Kalabalık sayılmayacak kadar az miktarda bir araya gelmiş kişilerden oluşan grup sohbetleri, kimi zaman karşılıklı yudumlanan meyve çayları, gülümseyen yüzler, oturduğumuz mekanın diğer bir yanında toplanmış turist kafileleri ile zenginleşen dil çeşitliliği ve hizmetini misafir ağırlama titizliğinde gösteren garsonlar, işte tüm bunların arasından bir fokurtu sesi geliyor kulağa ve “nedir bu” diye bakıyoruz. Üzerinde Osmanlıdan kalma motifler, farklı dizaynlar ve çevreye dağılan egzotik aroma kokuları, işte bu her yerde görmeye alışık olmadığınız, kendine has bir kültürü olan nargile’nin sesi.
Tarihi İstanbul Üniversitesi’nin kapısının önünden geçip, farklı kollardan meydana açılan merdivenlerden aşağıya doğru ilerliyorum.

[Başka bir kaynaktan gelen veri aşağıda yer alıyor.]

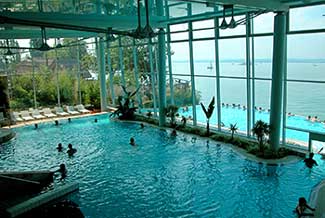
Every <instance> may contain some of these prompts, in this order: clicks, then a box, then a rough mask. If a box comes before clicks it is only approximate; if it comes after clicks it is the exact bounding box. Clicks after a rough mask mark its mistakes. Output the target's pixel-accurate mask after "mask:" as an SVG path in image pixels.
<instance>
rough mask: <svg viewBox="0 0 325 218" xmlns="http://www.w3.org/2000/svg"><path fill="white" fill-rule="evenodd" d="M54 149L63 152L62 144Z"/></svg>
mask: <svg viewBox="0 0 325 218" xmlns="http://www.w3.org/2000/svg"><path fill="white" fill-rule="evenodd" d="M56 149H57V150H58V152H61V151H62V150H63V147H62V143H59V144H58V147H56Z"/></svg>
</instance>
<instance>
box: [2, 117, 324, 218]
mask: <svg viewBox="0 0 325 218" xmlns="http://www.w3.org/2000/svg"><path fill="white" fill-rule="evenodd" d="M95 118H97V119H98V122H97V123H95V122H94V119H95ZM15 131H16V132H17V135H16V138H15V139H14V140H12V141H10V142H9V143H7V144H4V145H1V146H0V171H12V170H15V171H17V170H44V169H51V170H54V169H57V167H58V166H59V164H60V163H65V164H66V166H67V169H68V177H67V178H66V180H65V181H64V182H62V183H69V182H72V181H77V182H79V183H80V191H79V195H78V196H77V197H78V203H79V205H80V207H81V210H82V212H83V213H84V214H85V216H86V217H94V218H101V217H103V218H104V217H136V218H138V217H240V218H242V217H254V218H255V217H285V218H287V217H295V214H294V213H293V212H292V211H293V209H294V208H295V206H296V204H297V200H298V198H299V197H301V196H304V197H306V198H307V199H308V197H309V193H310V191H311V189H312V188H313V186H315V185H316V184H318V183H319V182H320V181H321V180H322V179H323V178H324V177H325V163H324V160H322V159H320V156H319V155H316V156H315V159H316V161H317V162H318V164H319V166H316V167H314V169H308V168H306V167H305V166H304V163H303V162H302V161H299V162H296V163H292V164H286V165H265V164H258V163H256V162H252V161H250V160H247V159H245V158H244V157H243V156H241V155H239V154H238V153H237V152H236V151H234V150H232V149H231V148H230V147H228V146H227V145H224V144H218V143H217V142H214V141H211V140H210V141H209V143H207V139H204V138H198V139H197V140H192V137H193V136H191V135H186V134H182V133H178V136H177V137H176V138H172V137H170V130H162V129H157V128H150V127H149V126H148V125H146V126H145V128H144V129H140V125H139V124H135V123H126V122H115V121H110V120H109V119H108V115H107V114H106V115H98V116H90V117H85V118H77V119H72V122H71V123H68V122H67V121H66V120H62V121H60V125H59V126H55V125H54V123H53V122H51V123H41V124H39V128H38V129H37V130H34V126H33V125H30V126H25V127H21V128H16V129H15ZM130 137H134V138H135V141H136V144H137V146H136V147H133V146H130V145H129V138H130ZM59 142H61V143H63V146H64V150H66V149H67V144H68V143H72V144H73V146H74V147H75V148H77V149H78V152H77V153H76V154H75V156H73V157H71V158H69V157H68V155H67V153H66V152H62V153H59V152H57V150H56V146H57V144H58V143H59Z"/></svg>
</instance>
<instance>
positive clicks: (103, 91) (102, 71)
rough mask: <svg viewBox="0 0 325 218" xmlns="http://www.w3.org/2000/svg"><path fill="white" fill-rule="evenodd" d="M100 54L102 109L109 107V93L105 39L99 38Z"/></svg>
mask: <svg viewBox="0 0 325 218" xmlns="http://www.w3.org/2000/svg"><path fill="white" fill-rule="evenodd" d="M98 54H99V57H98V58H99V80H100V108H101V111H106V109H107V93H106V73H105V51H104V39H103V38H99V46H98Z"/></svg>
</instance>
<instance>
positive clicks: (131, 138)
mask: <svg viewBox="0 0 325 218" xmlns="http://www.w3.org/2000/svg"><path fill="white" fill-rule="evenodd" d="M130 145H132V146H135V140H134V138H133V137H131V138H130Z"/></svg>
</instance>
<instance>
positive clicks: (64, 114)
mask: <svg viewBox="0 0 325 218" xmlns="http://www.w3.org/2000/svg"><path fill="white" fill-rule="evenodd" d="M54 110H55V113H56V114H57V115H59V116H67V115H69V113H67V112H64V111H63V109H62V107H54Z"/></svg>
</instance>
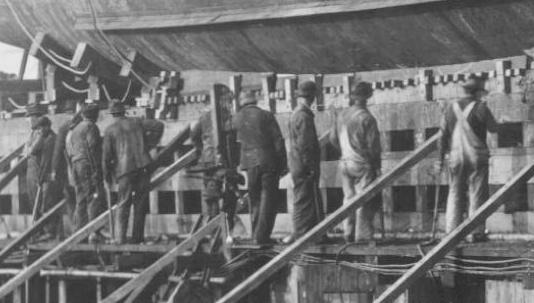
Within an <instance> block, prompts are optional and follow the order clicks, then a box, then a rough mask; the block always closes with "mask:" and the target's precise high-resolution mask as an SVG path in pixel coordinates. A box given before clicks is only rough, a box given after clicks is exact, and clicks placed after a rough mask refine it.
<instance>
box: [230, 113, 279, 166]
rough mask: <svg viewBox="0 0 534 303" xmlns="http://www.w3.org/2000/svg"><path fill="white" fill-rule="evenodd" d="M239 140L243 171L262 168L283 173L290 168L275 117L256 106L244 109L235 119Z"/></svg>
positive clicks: (237, 137)
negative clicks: (255, 166)
mask: <svg viewBox="0 0 534 303" xmlns="http://www.w3.org/2000/svg"><path fill="white" fill-rule="evenodd" d="M233 126H234V128H235V129H236V131H237V141H238V142H240V143H241V159H240V164H241V168H242V169H245V170H246V169H248V168H252V167H255V166H260V167H262V168H265V169H274V170H276V171H278V172H281V171H283V170H285V169H286V167H287V155H286V148H285V143H284V138H283V137H282V132H281V131H280V126H279V125H278V122H277V121H276V119H275V117H274V115H273V114H272V113H270V112H268V111H266V110H263V109H260V108H259V107H258V106H256V105H254V104H248V105H245V106H244V107H242V108H241V109H240V110H239V112H238V113H237V114H236V116H235V117H234V120H233Z"/></svg>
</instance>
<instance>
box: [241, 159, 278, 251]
mask: <svg viewBox="0 0 534 303" xmlns="http://www.w3.org/2000/svg"><path fill="white" fill-rule="evenodd" d="M247 177H248V194H249V199H250V216H251V221H252V239H253V240H255V241H256V242H258V243H265V242H267V241H269V240H270V237H271V232H272V231H273V227H274V221H275V219H276V209H277V205H276V202H277V201H275V200H274V199H275V195H276V190H277V188H278V177H277V175H276V173H275V172H274V170H266V169H263V168H261V167H259V166H256V167H253V168H249V169H248V170H247Z"/></svg>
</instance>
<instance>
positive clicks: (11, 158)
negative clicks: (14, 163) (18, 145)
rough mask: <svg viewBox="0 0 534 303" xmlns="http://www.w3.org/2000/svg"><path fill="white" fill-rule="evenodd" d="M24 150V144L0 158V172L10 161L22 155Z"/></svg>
mask: <svg viewBox="0 0 534 303" xmlns="http://www.w3.org/2000/svg"><path fill="white" fill-rule="evenodd" d="M23 150H24V144H21V145H20V146H19V147H17V148H16V149H15V150H14V151H12V152H11V153H10V154H9V155H7V156H5V157H2V158H0V171H2V170H3V169H4V167H5V166H7V165H9V163H10V162H11V160H13V159H15V158H16V157H18V156H19V155H20V154H22V151H23Z"/></svg>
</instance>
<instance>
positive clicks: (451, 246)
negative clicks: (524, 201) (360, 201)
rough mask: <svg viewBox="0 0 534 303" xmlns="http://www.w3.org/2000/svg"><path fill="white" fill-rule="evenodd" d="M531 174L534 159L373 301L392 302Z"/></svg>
mask: <svg viewBox="0 0 534 303" xmlns="http://www.w3.org/2000/svg"><path fill="white" fill-rule="evenodd" d="M532 176H534V163H533V164H530V165H528V166H526V167H525V168H523V169H522V170H521V171H520V172H519V173H517V175H515V176H514V177H513V178H512V179H511V180H510V181H508V182H507V183H506V184H505V185H504V186H503V187H501V188H500V189H499V190H498V191H497V192H496V193H495V194H493V196H491V197H490V198H489V200H488V201H486V202H485V203H484V204H483V205H482V206H481V207H480V208H479V209H478V210H477V211H476V212H475V213H474V214H473V215H472V216H470V217H469V218H467V220H465V221H464V222H463V223H462V224H460V226H458V227H456V229H454V230H453V231H452V232H451V233H449V234H448V235H447V236H446V237H445V238H444V239H443V240H441V242H440V243H439V244H438V245H436V246H435V247H434V248H432V250H431V251H429V252H428V253H427V254H426V255H425V256H424V257H423V258H422V259H421V260H420V261H419V262H417V263H416V264H415V265H414V266H413V267H412V268H410V270H409V271H408V272H406V273H405V274H404V275H403V276H402V277H400V278H399V279H398V280H397V281H396V282H395V283H394V284H393V285H391V286H390V287H389V288H388V289H386V291H384V293H382V295H380V297H378V299H376V300H375V301H374V303H384V302H393V300H395V298H397V297H398V296H399V295H400V294H402V293H403V292H404V291H405V290H406V289H408V287H410V286H411V285H412V284H413V283H414V282H415V281H417V280H418V279H419V278H420V277H421V276H422V275H424V274H425V273H426V272H427V271H428V270H430V269H432V267H433V266H434V264H436V263H437V262H439V261H440V260H441V259H443V257H445V255H446V254H447V253H448V252H449V251H451V250H452V249H453V248H455V247H456V245H458V243H460V241H462V239H464V238H465V236H467V235H468V234H469V233H470V232H471V231H473V230H474V229H475V228H476V227H477V226H479V225H480V224H483V223H484V222H485V221H486V219H487V218H488V217H489V216H490V215H491V214H493V213H494V212H495V211H496V210H497V209H498V208H499V206H501V205H502V204H503V203H504V202H505V198H507V197H508V196H509V194H510V193H511V192H512V191H513V190H515V189H516V188H517V186H518V185H519V184H521V183H523V182H526V181H528V180H529V179H530V178H532Z"/></svg>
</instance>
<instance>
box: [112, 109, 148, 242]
mask: <svg viewBox="0 0 534 303" xmlns="http://www.w3.org/2000/svg"><path fill="white" fill-rule="evenodd" d="M109 113H110V114H111V115H112V116H113V120H114V121H113V123H112V124H111V125H109V126H108V127H107V128H106V130H105V131H104V143H103V157H102V167H103V174H104V179H105V181H106V182H107V183H108V185H111V183H112V181H113V180H115V181H116V182H117V184H118V189H119V193H118V196H119V199H118V200H119V203H123V204H122V206H121V207H119V209H118V213H117V217H118V224H117V228H116V229H115V232H116V235H115V240H116V242H118V244H124V243H126V232H127V230H128V219H129V215H130V207H131V205H132V204H133V206H134V218H133V220H134V221H133V231H132V242H133V243H141V242H143V241H144V229H145V214H146V212H147V210H148V201H147V193H148V187H149V185H150V173H149V171H148V166H149V164H150V162H151V158H150V155H149V153H148V152H149V150H148V148H147V147H146V146H145V139H144V130H143V124H142V121H141V119H138V118H128V117H126V109H125V108H124V105H123V104H122V103H121V102H120V101H119V100H113V101H112V105H111V108H110V110H109Z"/></svg>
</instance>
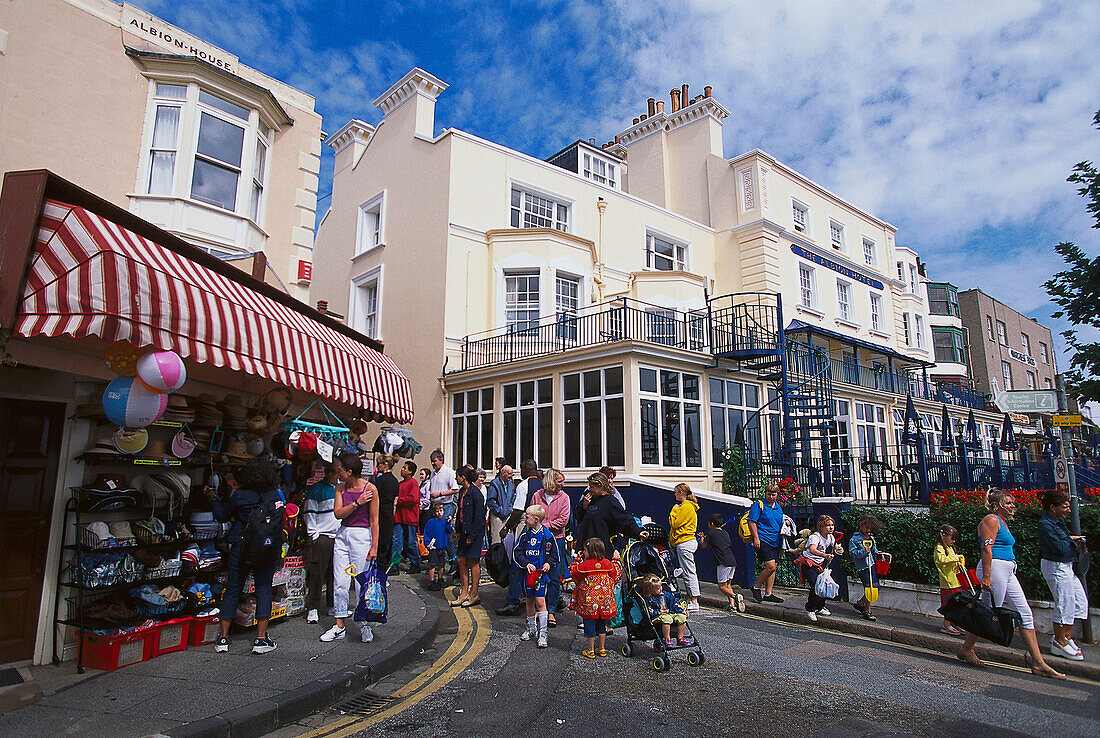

Yolumu kapatan güvercinler, hareketlerimden ürkerek kısa süreli çekiliyorlar önümden ve trafiğe kapalı bölgede tekrar taşlara konuyorlar. Güvercinlerin bir kısmı, gösterişli büyük ağaçların yapraklı dallarında yerlerini almış, sanki yukarıdan insanlara bakıyorlar.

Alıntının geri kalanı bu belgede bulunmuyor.